Le Maréchal Deby Itno consolide l’avenir des courses de chevaux au Tchad
Dans un élan de mobilisation nationale, le président tchadien, le Maréchal Mahamat Idriss Deby Itno, a marqué les esprits en s’affichant au Grand Prix de la République 2026, organisé à l’hippodrome d’Afrouk, aux portes de N’Djamena. Des milliers de spectateurs, d’éleveurs et de cavaliers ont vibré au rythme des compétitions hippiques, tandis que le chef de l’État réaffirmait son soutien indéfectible à un secteur emblématique de l’identité tchadienne.
Accompagné de ses proches collaborateurs, le chef de l’État a assisté aux épreuves équestres avant de dévoiler une mesure historique : un financement exceptionnel de 50 millions de francs CFA, destiné à dynamiser la filière hippique et à améliorer la race équine locale. « L’État tchadien s’engage sans réserve à accompagner le développement des courses de chevaux et l’amélioration de notre patrimoine équin », a déclaré le ministre d’État Aziz Mahamat Saleh, porte-parole du gouvernement.

Cette initiative a été accueillie avec enthousiasme par l’Association des éleveurs et acteurs des courses hippiques du Tchad (AEARCT), fondée en 1963 à Fort-Lamy, aujourd’hui N’Djamena.

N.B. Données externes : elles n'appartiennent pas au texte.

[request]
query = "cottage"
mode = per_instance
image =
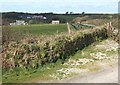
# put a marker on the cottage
(55, 21)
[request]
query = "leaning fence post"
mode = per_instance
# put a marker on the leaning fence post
(68, 27)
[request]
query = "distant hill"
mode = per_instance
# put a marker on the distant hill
(9, 17)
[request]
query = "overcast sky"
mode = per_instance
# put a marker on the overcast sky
(60, 6)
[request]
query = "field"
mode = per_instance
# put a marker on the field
(39, 29)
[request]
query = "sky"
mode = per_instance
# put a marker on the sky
(59, 6)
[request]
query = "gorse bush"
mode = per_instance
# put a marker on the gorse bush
(33, 55)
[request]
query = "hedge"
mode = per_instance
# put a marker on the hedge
(33, 55)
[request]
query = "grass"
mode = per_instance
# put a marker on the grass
(31, 75)
(39, 29)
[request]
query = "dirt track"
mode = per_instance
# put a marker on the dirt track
(108, 75)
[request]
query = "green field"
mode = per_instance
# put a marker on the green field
(39, 29)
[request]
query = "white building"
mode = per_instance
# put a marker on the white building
(55, 21)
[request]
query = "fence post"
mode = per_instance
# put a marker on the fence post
(68, 27)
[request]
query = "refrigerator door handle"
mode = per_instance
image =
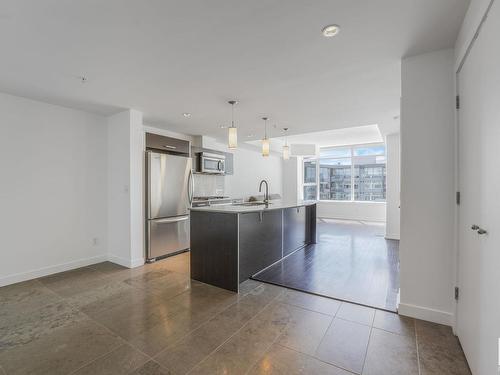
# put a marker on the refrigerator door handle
(171, 219)
(190, 187)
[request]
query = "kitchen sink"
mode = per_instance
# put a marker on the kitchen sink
(249, 204)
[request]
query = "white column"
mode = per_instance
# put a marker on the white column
(392, 186)
(125, 189)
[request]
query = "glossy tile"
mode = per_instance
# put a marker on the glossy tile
(439, 350)
(182, 356)
(283, 361)
(442, 360)
(356, 313)
(122, 360)
(67, 284)
(24, 297)
(26, 326)
(248, 285)
(238, 354)
(151, 368)
(105, 319)
(344, 345)
(62, 351)
(311, 302)
(394, 323)
(391, 354)
(178, 264)
(305, 331)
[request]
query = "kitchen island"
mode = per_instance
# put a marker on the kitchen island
(231, 243)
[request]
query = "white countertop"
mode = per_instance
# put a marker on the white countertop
(237, 209)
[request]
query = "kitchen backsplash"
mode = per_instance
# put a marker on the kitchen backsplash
(205, 185)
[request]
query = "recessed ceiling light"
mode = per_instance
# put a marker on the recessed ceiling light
(331, 30)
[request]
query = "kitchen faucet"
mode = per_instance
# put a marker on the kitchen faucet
(266, 197)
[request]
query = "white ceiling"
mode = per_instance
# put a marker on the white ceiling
(168, 57)
(355, 135)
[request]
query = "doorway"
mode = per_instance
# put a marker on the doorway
(478, 308)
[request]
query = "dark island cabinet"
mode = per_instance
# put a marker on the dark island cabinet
(294, 229)
(260, 241)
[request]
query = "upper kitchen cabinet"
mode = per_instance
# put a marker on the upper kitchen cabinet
(167, 144)
(228, 159)
(229, 163)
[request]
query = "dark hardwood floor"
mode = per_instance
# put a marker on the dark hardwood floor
(352, 261)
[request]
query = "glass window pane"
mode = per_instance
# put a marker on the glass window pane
(309, 171)
(369, 150)
(370, 177)
(310, 192)
(335, 152)
(335, 179)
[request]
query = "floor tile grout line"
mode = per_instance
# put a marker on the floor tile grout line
(124, 341)
(235, 333)
(269, 347)
(322, 339)
(324, 335)
(96, 359)
(102, 326)
(366, 351)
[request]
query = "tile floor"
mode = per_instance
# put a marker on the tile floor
(105, 319)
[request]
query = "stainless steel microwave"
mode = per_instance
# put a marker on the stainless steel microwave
(211, 163)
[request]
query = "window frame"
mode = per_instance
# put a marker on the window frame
(352, 157)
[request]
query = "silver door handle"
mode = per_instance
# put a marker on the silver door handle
(171, 220)
(190, 187)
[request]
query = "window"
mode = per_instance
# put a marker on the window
(310, 184)
(369, 173)
(355, 173)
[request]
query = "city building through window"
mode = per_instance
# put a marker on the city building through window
(353, 173)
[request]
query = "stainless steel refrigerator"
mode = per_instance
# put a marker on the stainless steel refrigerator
(169, 193)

Son président, Idriss Ahmed Idriss, a souligné le rôle historique de cette organisation dans la promotion du vivre-ensemble tchadien, en réunissant des acteurs issus de toutes les régions du pays. « Depuis plus de soixante ans, l’AEARCT incarne une tradition de dialogue et de cohésion sociale », a-t-il rappelé lors de son discours.
Un engagement présidentiel pour un projet d’envergure
Le responsable associatif a mis en lumière les liens étroits entre les autorités tchadiennes et le monde hippique. Il a évoqué les traditions présidentielles de soutien aux courses de chevaux, depuis les organisées par le président Ngarta Tombalbaye jusqu’à l’intérêt marqué du président Idriss Deby Itno pour les compétitions retransmises à la télévision. Cependant, il a surtout salué une réalisation majeure : la construction du nouvel hippodrome d’Afrouk, baptisé « Hippodrome Hassan Guihini Khamis », un projet considéré comme une avancée sans précédent pour le sport équestre au Tchad.
Jusqu’à présent, les activités de l’AEARCT se déroulaient sur l’ancien hippodrome de N’Djamena ou des sites temporaires. « C’est la première fois qu’un président de la République lance la construction d’une infrastructure dédiée aux sports équestres, aux courses de chevaux, à l’administration de l’AEARCT et à un village hippique », a-t-il souligné sous les acclamations. Cette annonce a été perçue comme un tournant pour la filière.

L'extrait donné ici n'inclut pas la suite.